What has been the most surprising statistic and the most concerning?
A McKinsey report suggests that depression and anxiety has affected a quarter of the respondents in Asia. While this is a shocking statistic, it is perhaps unsurprising given the turmoil of the last few years. Many people across the region have felt isolated by the circumstances the pandemic created, allowing mental health issues to breed and multiply. One should remember that, once we return to “normal” in the physical sense after a period of disruption such as COVID-19 presented, the same is not true for our mental wellbeing. For many, it has been really hard to let go of emotional burnout issues that have been brewing for the last two years. In fact, Community Business has had to deliver multiple sessions on dealing with anxiety, depression and loneliness to major Asian markets, suggesting that the problems are very much still present.
Now more than two years in to the pandemic (with a possible light at the end of the tunnel) what are the short term and long term impacts you’ve observed in terms of Mental Health and Wellness?
There are definite impacts. In particular, we have seen many cases of identity anxiety reported. That is, people finding it hard to reconcile with their identities, the tension between who they were and who they are now. Cases of burnout and heightened stress and anxiety continue to cause numerous wellbeing problems. Fortune Magazine reports that cases of risky sexual behaviour, quiet quitting and drunk driving are on the rise signaling the impact of the ‘new normal’ on people. Ultimately, we must accept that the pandemic has placed additional and unusual strain on people and the results of this are likely to be with us for a lot longer than we realise.
As Hong Kong starts to open to the world, how do we think this will affect people – what can we expect?

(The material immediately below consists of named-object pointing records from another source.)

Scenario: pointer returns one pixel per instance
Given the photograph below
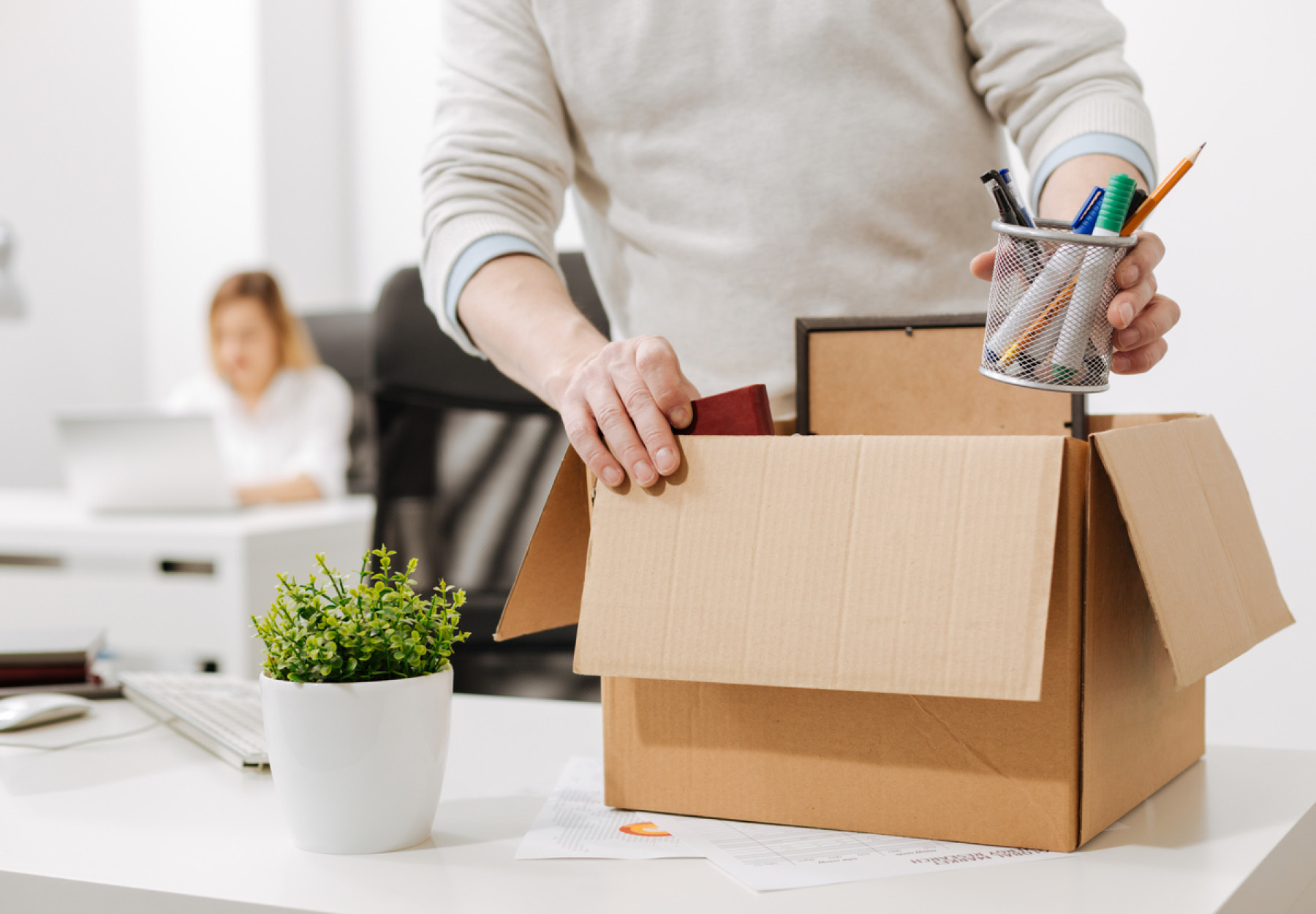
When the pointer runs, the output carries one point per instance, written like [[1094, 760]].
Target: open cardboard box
[[985, 639]]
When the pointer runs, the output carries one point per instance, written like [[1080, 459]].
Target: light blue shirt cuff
[[475, 256], [1092, 144]]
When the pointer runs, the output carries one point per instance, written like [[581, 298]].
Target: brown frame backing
[[807, 325]]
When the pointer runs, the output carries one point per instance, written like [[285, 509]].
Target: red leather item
[[744, 411]]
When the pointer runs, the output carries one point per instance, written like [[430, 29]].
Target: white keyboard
[[220, 713]]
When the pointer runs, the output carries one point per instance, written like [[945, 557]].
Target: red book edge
[[741, 411]]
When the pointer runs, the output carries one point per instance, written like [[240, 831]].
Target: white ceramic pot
[[358, 766]]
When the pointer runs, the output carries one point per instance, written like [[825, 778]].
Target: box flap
[[871, 564], [1197, 540], [546, 593]]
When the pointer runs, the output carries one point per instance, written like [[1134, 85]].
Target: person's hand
[[1138, 314], [632, 393]]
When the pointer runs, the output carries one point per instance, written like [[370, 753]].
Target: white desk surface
[[154, 823], [53, 511]]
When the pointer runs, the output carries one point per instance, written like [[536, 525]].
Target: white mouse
[[37, 709]]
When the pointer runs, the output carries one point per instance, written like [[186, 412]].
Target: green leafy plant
[[329, 631]]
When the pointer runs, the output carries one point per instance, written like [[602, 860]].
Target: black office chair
[[345, 341], [466, 458]]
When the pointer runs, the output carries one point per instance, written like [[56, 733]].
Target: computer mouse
[[33, 710]]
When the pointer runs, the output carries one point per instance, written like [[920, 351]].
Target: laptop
[[144, 461]]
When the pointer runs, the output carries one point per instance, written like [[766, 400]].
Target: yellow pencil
[[1158, 194], [1040, 323]]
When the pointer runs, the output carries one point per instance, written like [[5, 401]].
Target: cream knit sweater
[[744, 162]]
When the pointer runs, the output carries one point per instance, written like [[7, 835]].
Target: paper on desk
[[575, 823], [768, 858]]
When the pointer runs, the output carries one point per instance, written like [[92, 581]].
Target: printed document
[[575, 823], [768, 858]]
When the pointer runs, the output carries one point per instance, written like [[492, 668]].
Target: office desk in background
[[171, 590], [154, 825]]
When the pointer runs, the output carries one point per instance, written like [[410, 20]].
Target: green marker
[[1082, 310]]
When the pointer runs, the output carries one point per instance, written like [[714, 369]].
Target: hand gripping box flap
[[916, 565], [546, 593], [1197, 540]]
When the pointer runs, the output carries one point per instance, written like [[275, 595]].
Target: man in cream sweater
[[740, 164]]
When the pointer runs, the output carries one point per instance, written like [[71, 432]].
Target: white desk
[[170, 589], [154, 823]]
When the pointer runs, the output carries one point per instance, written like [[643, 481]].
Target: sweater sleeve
[[1054, 70], [499, 159]]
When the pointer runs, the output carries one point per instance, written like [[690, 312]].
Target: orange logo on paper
[[644, 830]]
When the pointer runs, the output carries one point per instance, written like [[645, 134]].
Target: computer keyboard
[[219, 713]]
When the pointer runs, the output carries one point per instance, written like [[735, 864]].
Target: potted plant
[[355, 692]]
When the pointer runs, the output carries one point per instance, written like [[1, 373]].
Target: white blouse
[[299, 427]]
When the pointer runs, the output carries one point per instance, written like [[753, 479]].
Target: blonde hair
[[296, 351]]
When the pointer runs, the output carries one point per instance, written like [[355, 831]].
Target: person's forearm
[[299, 489], [520, 315], [1069, 186]]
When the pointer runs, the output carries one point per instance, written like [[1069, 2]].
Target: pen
[[1086, 219], [1003, 205], [994, 179], [1018, 198], [1162, 189], [1035, 331], [1077, 328], [1040, 303]]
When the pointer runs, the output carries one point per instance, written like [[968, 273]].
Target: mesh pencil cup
[[1046, 324]]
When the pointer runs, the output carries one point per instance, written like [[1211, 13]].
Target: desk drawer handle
[[181, 567], [31, 562]]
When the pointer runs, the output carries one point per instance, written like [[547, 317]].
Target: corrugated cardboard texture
[[915, 565], [546, 593], [927, 382], [1138, 728], [1197, 540], [962, 769]]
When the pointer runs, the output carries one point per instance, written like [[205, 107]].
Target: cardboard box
[[985, 639]]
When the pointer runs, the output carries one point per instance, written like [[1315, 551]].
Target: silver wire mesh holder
[[1046, 324]]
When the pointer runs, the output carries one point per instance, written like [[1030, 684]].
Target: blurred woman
[[282, 418]]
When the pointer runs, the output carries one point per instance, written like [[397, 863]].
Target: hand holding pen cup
[[1138, 315], [1074, 290]]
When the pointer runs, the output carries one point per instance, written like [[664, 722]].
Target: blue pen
[[1086, 219], [1019, 198]]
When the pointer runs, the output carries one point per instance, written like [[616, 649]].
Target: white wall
[[394, 57], [69, 184], [202, 169], [1239, 251]]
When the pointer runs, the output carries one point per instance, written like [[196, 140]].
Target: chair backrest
[[466, 456], [345, 343]]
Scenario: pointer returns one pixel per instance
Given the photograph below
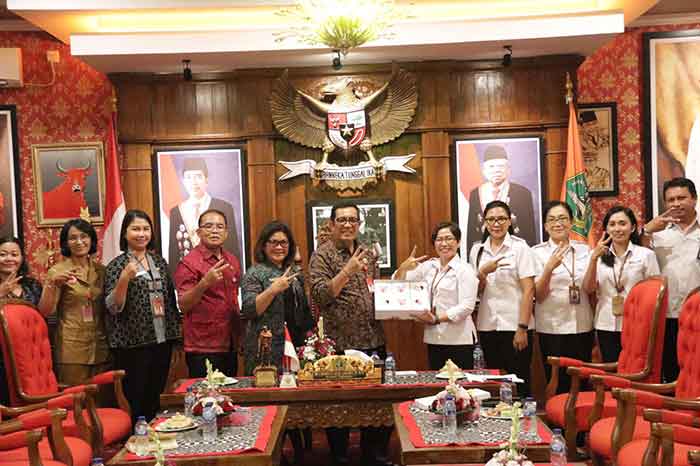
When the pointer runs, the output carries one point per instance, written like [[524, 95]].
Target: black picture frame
[[661, 160], [466, 161], [599, 147], [10, 174], [384, 227], [227, 185]]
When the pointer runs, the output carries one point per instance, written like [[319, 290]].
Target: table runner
[[425, 430], [232, 440], [422, 378]]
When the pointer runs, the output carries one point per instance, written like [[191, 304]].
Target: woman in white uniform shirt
[[506, 270], [449, 329], [563, 313], [617, 263]]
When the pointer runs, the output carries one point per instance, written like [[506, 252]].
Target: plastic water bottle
[[506, 393], [141, 434], [449, 417], [530, 413], [209, 424], [390, 369], [478, 359], [189, 401], [557, 449]]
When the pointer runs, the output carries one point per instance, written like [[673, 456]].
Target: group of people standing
[[128, 314]]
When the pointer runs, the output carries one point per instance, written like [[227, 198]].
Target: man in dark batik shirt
[[342, 272]]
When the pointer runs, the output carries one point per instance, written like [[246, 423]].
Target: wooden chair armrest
[[670, 417]]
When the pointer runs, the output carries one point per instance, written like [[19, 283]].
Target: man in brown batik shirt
[[342, 273]]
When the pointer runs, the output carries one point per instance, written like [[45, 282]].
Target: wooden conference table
[[269, 456], [330, 406], [454, 454]]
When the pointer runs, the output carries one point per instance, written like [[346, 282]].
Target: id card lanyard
[[618, 301], [574, 290]]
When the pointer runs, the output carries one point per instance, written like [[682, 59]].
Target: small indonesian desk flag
[[290, 360], [115, 208]]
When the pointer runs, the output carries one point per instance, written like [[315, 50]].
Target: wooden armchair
[[643, 331], [31, 380], [54, 450], [609, 435]]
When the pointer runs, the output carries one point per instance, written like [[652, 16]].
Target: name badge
[[574, 294], [87, 313], [157, 304], [618, 305]]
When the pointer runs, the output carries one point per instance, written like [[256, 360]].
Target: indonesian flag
[[290, 360], [115, 209], [574, 190]]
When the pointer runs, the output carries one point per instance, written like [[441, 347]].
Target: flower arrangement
[[316, 346], [509, 454]]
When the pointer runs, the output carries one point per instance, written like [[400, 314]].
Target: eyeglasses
[[348, 220], [80, 238], [274, 243], [561, 220], [213, 226], [496, 220]]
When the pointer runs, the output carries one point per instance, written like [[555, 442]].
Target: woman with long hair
[[505, 266], [563, 313], [143, 321], [617, 263]]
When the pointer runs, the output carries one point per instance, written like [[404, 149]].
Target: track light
[[508, 56], [186, 71], [337, 64]]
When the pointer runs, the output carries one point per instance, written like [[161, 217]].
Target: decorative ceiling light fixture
[[340, 24]]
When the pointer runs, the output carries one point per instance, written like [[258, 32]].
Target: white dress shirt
[[499, 308], [454, 293], [677, 253], [640, 264], [556, 314]]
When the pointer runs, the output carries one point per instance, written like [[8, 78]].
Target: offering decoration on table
[[316, 346], [467, 405], [265, 373], [509, 454], [331, 369]]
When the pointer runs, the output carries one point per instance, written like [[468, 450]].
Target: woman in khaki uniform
[[73, 289]]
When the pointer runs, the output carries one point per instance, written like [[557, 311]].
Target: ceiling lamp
[[340, 24]]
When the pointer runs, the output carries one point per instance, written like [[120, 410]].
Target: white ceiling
[[219, 48]]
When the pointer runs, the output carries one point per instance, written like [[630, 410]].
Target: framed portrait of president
[[506, 168], [187, 181]]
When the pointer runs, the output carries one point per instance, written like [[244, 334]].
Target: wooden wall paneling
[[211, 109], [262, 192], [134, 107], [136, 178]]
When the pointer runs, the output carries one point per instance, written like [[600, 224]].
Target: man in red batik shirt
[[207, 281]]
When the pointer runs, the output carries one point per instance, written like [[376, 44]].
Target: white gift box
[[400, 299]]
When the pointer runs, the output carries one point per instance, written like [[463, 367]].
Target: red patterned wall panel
[[614, 74], [75, 108]]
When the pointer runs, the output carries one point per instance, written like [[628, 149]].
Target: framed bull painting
[[69, 181]]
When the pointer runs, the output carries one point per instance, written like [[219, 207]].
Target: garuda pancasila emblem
[[341, 120]]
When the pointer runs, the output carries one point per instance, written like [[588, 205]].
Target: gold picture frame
[[69, 180]]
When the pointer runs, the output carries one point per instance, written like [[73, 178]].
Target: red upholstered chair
[[643, 330], [30, 377], [694, 457], [54, 450], [609, 435], [681, 413]]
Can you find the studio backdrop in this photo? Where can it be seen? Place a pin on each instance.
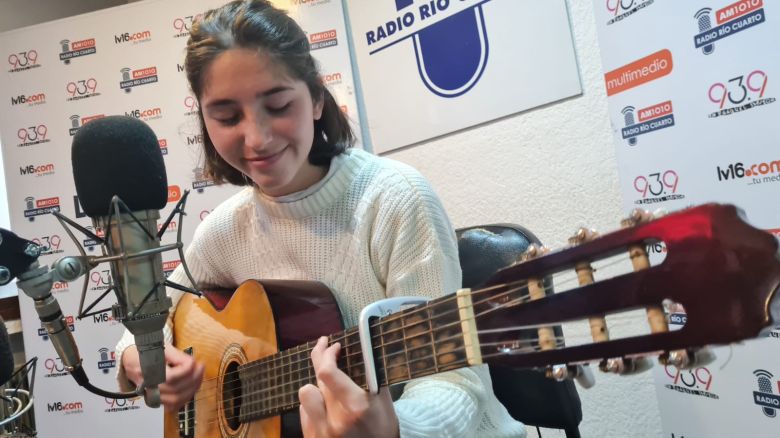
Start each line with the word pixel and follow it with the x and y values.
pixel 126 60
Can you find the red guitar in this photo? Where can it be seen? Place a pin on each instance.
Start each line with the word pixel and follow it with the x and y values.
pixel 256 343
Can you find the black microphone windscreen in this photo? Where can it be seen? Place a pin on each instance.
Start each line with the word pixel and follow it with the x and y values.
pixel 118 155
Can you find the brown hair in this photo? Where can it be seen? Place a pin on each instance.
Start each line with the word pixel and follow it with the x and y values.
pixel 258 25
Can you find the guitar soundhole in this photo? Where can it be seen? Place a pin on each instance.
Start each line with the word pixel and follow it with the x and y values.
pixel 231 396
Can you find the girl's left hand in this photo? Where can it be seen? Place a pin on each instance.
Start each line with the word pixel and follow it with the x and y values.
pixel 338 407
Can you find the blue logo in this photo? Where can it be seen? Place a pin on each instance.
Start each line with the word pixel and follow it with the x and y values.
pixel 451 53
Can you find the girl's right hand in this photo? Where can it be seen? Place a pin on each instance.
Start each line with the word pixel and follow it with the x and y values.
pixel 183 375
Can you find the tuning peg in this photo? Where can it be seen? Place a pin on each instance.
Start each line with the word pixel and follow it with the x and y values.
pixel 533 251
pixel 636 217
pixel 583 235
pixel 688 358
pixel 582 374
pixel 625 366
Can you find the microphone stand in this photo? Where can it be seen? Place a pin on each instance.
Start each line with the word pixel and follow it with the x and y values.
pixel 37 281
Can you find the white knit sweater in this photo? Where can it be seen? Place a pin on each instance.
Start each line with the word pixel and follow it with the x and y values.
pixel 371 228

A recent government press release noted that Hong Kongers are likely to experience Post Traumatic Stress Disorder (PTSD) and other associated behaviours as a result of the pandemic. Many residents are trying to cope with ideas of lost time, lost opportunities and loss of dear ones which continue to impact mental health and general wellbeing. In addition, the potential influx of people to what has been a very isolated city for the last two years may cause a spike in anxiety for those who have taken solace in the fact that they have been shielded from the virus and chosen not to vaccinate. For those who are keen to travel and visit family or friends overseas, the barrier of inflated airfare prices may cause even more grief with opportunities to spread their wings being hampered by financial rather than government restrictions.
How can we as individuals (and as a business) prepare/ support? (eg the trauma caused by the pandemic, lost loved ones, disconnection, the ‘loss of time’ etc)
With the points stated earlier, it is necessary that organisations continue build on their Employee Assistance Programmes (EAPs) to strengthen their commitment to and support of employees. With the recession looming and some individuals facing additional financial stress, employees will look towards organisations to supplement their wellbeing benefits and to help look after their wellbeing. Given the sheer numbers of hours spent working in a day, organsiations should take efforts to increase inclusion and belonging, ensuring that the workplace provides a steady and safe haven for people who are struggling with uncertainty in other aspects of their life.
As we look ahead to 2023, what do you think the key priorities will be in terms of health and wellness? What should businesses consider/ focus on?
Considering intersectional identities when designing wellbeing programmes
Building holistic programmes that address various aspects of wellness and wellbeing
Building employee capability on resilience and anti-fragility.